I am that lab partner you tried to avoid in high school. The one who wondered what would happen if you mixed those two beakers together. Who tried to revive the frog. I am the kid who wanted the vinegar/baking soda volcano not only to erupt, but to hit the ceiling of the classroom by using double the ingredients. I have great ideas without focus. Now, I am a soap maker.
I love the pictures and the ideas and I enthusiastically grab the materials and go for the gist of it. Sometimes it works. In fact, it works a lot. And then there are the times I follow the recipe quite nicely and it doesn’t work at all.
I made a soap today for Christmas. The plan was to make it almost pure white with a drop of red and a drop of green that would show in each cut bar. Maybe dust the top with mica. I measured everything carefully. Put a tablespoon of the oil mixture in three containers and mixed 1/2 teaspoon red clay in one, 1/2 teaspoon spirulina in the next and 1/2 teaspoon titanium dioxide in the third. I traced the main batch added the fragrance oil (a Christmas blend) and watched while the traced immediately turned red. Why? Because of one small detail that I missed; discolors to a tan in cold process soap.

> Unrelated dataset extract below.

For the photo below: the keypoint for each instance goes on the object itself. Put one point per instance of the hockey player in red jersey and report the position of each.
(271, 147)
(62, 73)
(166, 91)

So, kudos to fast thinking (and a thumbs down to not focusing), I plopped the thickening trace in my mold filling halfway, put a line of the darker red mixture down the middle, added the rest of the soap mixture, topped it with the rest of the red and did a quick swirl. I topped it with gold mica dust.
How many people out there start out with an idea that comes out completely differently when making soap? It’s still a good soap; smells good, soaps well and it is pretty. But does it “count” when it is not what you intended? Does it matter? Something I will be thinking about today as I go make a basket. With no pattern.